In 2009, the FTC filed a complaint alleging that Solvay Pharmaceuticals, Inc. paid generic drug manufacturers to delay generic competition to Solvay’s AndroGel, a prescription testosterone replacement with annual sales of more than $400 million. The FTC argued that the companies violated antitrust laws when Solvay paid the generic companies millions of dollars annually in exchange for an agreement to abandon their patent challenges and to delay marketing a generic version of the drug until 2015.

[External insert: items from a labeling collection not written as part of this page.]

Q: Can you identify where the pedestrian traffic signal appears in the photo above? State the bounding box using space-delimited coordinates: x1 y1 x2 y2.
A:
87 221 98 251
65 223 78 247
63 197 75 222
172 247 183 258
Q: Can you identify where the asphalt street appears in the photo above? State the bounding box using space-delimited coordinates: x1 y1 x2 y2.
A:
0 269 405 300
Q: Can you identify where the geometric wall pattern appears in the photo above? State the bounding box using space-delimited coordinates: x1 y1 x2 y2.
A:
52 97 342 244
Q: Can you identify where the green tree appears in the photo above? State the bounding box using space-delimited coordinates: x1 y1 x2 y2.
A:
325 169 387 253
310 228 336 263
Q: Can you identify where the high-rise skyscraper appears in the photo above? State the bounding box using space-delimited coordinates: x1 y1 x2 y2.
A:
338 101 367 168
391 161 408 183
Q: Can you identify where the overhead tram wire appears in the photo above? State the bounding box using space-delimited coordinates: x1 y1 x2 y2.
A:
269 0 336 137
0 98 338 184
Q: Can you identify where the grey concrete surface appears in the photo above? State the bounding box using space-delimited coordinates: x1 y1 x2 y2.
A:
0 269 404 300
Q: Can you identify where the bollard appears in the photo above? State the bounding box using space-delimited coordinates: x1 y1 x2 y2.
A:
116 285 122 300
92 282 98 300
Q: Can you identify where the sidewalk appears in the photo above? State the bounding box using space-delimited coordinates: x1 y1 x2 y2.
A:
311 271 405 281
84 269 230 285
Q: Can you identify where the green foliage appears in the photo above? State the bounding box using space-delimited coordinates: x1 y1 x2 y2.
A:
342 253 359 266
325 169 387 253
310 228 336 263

The Eleventh Circuit found no antitrust violations in Federal Trade Commission v Watson Pharmaceuticals, holding that, absent sham litigation or fraud in obtaining the patent, a reverse patent settlement is immune from antitrust liability as long as its anticompetitive effects fall within the scope of the exclusionary potential of the patent.
Circuit split. The Supreme Court granted certiorari after a split developed in the circuits over this issue. The Second, Eleventh, and Federal Circuits permit the agreements unless the underlying patent litigation was a sham or the patent was obtained by fraud. The Third Circuit treats reverse-payment agreements as presumptively anticompetitive and unlawful.
FTC’s Oral Argument
Malcolm Stewart from the Office of Solicitor General urged the Supreme Court to reject the “scope of the patent” approach adopted by the Eleventh Circuit in favor of a rule that such agreements are presumptively unlawful. Justice Kennedy expressed concern that the FTC’s test would be the same for a weak or strong patent, which “doesn’t make a lot of sense.” Similarly, Justice Breyer was cynical about per se burden of proof rules “that I have never seen in other antitrust cases,” and Sotomayor stated that it is “rare” for the Court to find a per se antitrust violation, noting that it usually follows the rule of reason. Breyer also noted the “true nightmare” inherent in deciding what payments were for when multiple drugs distribution systems are involved.
Justice Scalia suggested that the problem is with the Hatch-Waxman Act, which, in certain circumstances, protects an applicant whose abbreviated new drug application (ANDA) includes a “paragraph IV” certification challenging patents that may be invalid from competition against subsequent versions of the same drug product for 180 days. According to Scalia, Congress “made a mistake” by not foreseeing that the Hatch-Waxman Act could produce this type of agreement, which, according to the FTC, gives the generic drug manufacturer an incentive to accept something other than competition as a way of earning money. Scalia asserted that, in response to that issue, the FTC has proposed a new interpretation of antitrust law that did not exist before.
Pharmaceutical Companies’ Oral Argument
Jeffrey Weinberger represented the pharmaceutical companies. He argued that if settlement between brand-name and generic drug companies were made more difficult, fewer generics would challenge patents, which would be contrary to the purpose of Hatch-Waxman. He also rejected the suggestion that there was little incentive for a generic manufacturer to challenge a patent after the 180-day exclusivity period created by Hatch-Waxman.
Justices Kennedy and Ginsburg also expressed concern that generic companies earn more by settling the suit than by selling their generic in competition with the brand.